#acessibilidade: Ilustração de um homem assustado com o excesso de informação, a respeito do conceito de infodemia. O homem veste uma camiseta rosa choque com um sinal de exclamação ao meio e ao seu redor tem diversas ilustrações, sendo elas: microfone, sino, sinal de exclamação, imagem de vírus, tela de vídeo, balões de conversa, a letra x, e a imagem de curtida.
Texto escrito por Gabi Dias
O surgimento de microprocessadores, computadores, e outras tecnologias foram os propulsores da era da informação, que tem como grande marco o advento da internet. Lemos e ouvimos com frequência que a informação está ao alcance dos nossos dedos. Isso porque, de fato, podemos acessar qualquer tipo de conteúdo a partir dos nossos smartphones, laptops e até mesmo através de relógios digitais, por exemplo.
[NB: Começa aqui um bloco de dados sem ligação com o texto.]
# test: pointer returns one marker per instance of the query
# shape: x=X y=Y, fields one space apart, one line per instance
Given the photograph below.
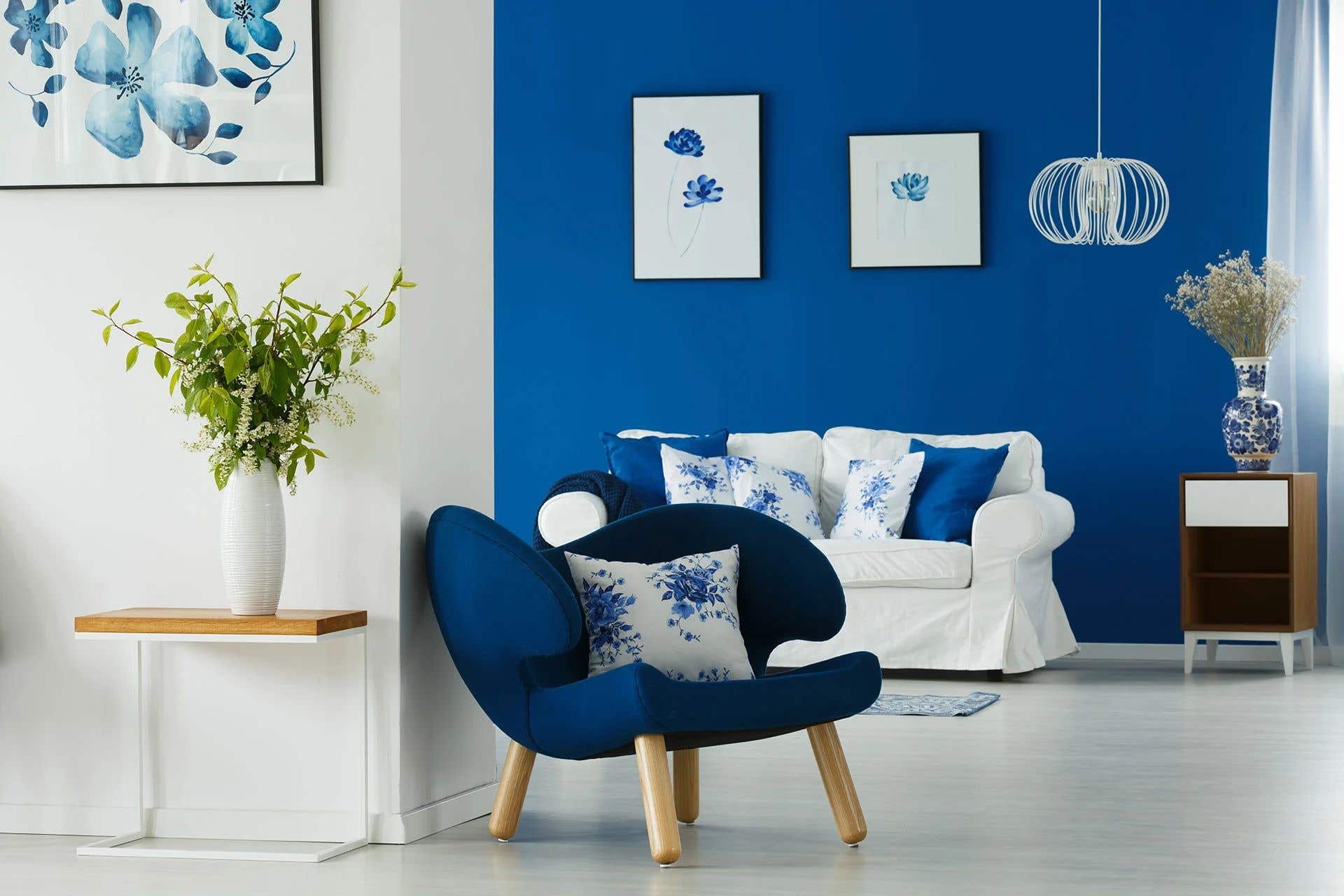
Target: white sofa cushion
x=799 y=450
x=1021 y=472
x=876 y=498
x=691 y=479
x=902 y=564
x=680 y=617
Mais do que imersos em informações, somos soterrados por elas. É impossível estar a par de tudo o que acontece, consumindo essa infinidade de informações. Neste sentido, é comum a sensação de sempre estarmos perdendo algo. Em inglês existe, inclusive, um nome e uma sigla, especificamente para isso, fear of missing out (FOMO). Assim, é um desafio gerenciar toda a informação à qual somos expostos e é um desafio maior ainda checar tudo aquilo que chega até nós.
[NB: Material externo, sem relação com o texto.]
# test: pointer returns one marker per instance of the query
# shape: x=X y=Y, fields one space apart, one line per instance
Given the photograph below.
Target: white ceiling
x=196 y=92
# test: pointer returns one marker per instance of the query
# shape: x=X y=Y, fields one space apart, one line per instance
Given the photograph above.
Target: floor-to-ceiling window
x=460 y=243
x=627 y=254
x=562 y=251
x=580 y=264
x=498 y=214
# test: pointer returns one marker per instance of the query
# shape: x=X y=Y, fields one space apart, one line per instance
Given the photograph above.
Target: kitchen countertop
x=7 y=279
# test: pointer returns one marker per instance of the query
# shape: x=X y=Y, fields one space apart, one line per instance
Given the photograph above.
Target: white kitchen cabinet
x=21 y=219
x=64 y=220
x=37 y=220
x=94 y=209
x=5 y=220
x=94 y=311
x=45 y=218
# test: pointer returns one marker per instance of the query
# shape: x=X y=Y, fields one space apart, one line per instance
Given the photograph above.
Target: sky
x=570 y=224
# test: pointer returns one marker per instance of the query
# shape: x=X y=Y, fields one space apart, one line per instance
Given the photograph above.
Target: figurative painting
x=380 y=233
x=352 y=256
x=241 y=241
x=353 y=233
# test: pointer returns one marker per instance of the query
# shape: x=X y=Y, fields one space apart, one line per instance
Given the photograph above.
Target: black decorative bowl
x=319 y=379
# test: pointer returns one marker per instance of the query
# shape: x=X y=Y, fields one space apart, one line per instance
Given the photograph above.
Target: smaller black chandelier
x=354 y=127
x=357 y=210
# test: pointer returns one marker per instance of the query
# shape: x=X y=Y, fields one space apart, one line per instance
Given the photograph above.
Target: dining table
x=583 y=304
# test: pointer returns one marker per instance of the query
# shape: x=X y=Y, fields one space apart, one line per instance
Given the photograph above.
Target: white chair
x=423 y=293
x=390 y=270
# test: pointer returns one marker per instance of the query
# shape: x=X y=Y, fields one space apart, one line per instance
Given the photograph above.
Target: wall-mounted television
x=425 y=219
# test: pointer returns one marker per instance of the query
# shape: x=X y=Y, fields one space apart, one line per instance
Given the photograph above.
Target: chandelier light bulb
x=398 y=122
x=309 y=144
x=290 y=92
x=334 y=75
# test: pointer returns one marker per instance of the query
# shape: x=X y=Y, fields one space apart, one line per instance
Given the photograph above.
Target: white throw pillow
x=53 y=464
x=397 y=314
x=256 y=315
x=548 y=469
O jornalismo científico, assim como a divulgação científica, surgem como grandes aliados neste processo de organização e filtragem da informação, sendo que o rigor jornalístico e a importância da atualização estarão mais presentes no primeiro deles. Além de simplificar a linguagem técnica de algumas descobertas, também são responsáveis por revelar a presença da ciência em situações cotidianas, levando a reflexões sobre o papel da ciência e tecnologia (C&T) na nossa sociedade.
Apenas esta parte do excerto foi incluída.